One of the most denigrating things you can say to a New Testament scholar is to call them a “theologian.”
As if to say, “I do history, comparative religion, and textual archaeology, but what YOU do is theology. I study Paul as a figure within history or within the Jewish religion, while YOU impose your theological ideas onto him.” There is a kind of rhetoric that “my” reconstructiction of Paul is more historical, more authentically Jewish, and shawn of theological baggage compared to everyone else.
At one level, theological assumptions do permeate the discussion of Paul. For instance, the school of scholars who make up “the apocalyptic Paul” sound very much like the Swiss theologian Karl Barth to my ears. Similarly, Douglas Campbell’s work is very much a Torrancian project spliced with a few other theological motifs. Catholic exegesis of Paul’s letters can often sound like Aquinas trying to read Luther on Paul.

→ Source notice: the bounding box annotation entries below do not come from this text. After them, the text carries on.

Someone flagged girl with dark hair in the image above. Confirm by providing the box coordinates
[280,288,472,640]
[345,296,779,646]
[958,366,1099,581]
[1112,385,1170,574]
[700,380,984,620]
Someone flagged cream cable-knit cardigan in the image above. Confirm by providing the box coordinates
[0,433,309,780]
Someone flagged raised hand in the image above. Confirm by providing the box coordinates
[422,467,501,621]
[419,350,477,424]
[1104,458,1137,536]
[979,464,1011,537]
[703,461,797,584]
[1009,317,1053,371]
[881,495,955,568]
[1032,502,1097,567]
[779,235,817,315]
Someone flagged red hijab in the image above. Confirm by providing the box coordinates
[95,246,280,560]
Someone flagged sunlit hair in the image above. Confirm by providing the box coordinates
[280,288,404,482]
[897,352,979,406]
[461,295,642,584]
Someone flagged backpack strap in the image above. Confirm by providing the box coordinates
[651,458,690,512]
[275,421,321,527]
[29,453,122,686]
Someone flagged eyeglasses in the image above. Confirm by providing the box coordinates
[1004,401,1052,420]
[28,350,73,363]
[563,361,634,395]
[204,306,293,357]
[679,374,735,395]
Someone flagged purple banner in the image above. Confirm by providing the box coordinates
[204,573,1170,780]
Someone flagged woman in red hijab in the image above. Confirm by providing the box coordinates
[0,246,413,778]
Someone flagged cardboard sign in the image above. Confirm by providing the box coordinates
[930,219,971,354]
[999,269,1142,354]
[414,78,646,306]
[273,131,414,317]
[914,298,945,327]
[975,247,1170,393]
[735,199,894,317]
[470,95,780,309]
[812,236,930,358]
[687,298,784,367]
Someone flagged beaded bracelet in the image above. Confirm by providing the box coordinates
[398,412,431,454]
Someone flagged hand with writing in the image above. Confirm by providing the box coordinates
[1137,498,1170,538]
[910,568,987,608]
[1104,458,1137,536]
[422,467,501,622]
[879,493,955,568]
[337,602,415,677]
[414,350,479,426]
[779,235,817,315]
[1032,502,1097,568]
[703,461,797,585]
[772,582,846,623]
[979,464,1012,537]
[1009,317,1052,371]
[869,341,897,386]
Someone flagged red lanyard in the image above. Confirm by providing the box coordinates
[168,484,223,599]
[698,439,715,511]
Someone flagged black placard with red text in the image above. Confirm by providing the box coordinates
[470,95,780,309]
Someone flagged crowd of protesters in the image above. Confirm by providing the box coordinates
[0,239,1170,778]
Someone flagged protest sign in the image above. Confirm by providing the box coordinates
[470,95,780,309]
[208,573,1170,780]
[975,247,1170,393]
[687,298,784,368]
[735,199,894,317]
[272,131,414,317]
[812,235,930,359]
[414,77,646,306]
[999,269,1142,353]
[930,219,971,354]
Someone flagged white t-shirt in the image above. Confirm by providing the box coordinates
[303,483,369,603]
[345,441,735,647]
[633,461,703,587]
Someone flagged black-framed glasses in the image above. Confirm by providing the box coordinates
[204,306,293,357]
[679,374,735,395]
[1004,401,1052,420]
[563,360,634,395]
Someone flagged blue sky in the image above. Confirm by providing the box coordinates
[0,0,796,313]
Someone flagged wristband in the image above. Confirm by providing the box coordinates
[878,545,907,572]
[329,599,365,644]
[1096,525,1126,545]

I wouldn’t deny that there are genuine insights to be made from Barthian and Catholic interpreters of Paul, insights into Paul, but everyone projects as much as reads Paul.
Yet any claim to study Paul as purely a historical phenomenon, exclusively as a figure within the religion of Judaism, is probably lacking self-criticism in some regards.
Alas, most interpretive paradigms for understanding Paul, whether Catholic, Reformed, New Perspective, Radical Paul, or Paul within Judaism, are freighted with theological baggage, carry certain assumptions, or promote particular agendas.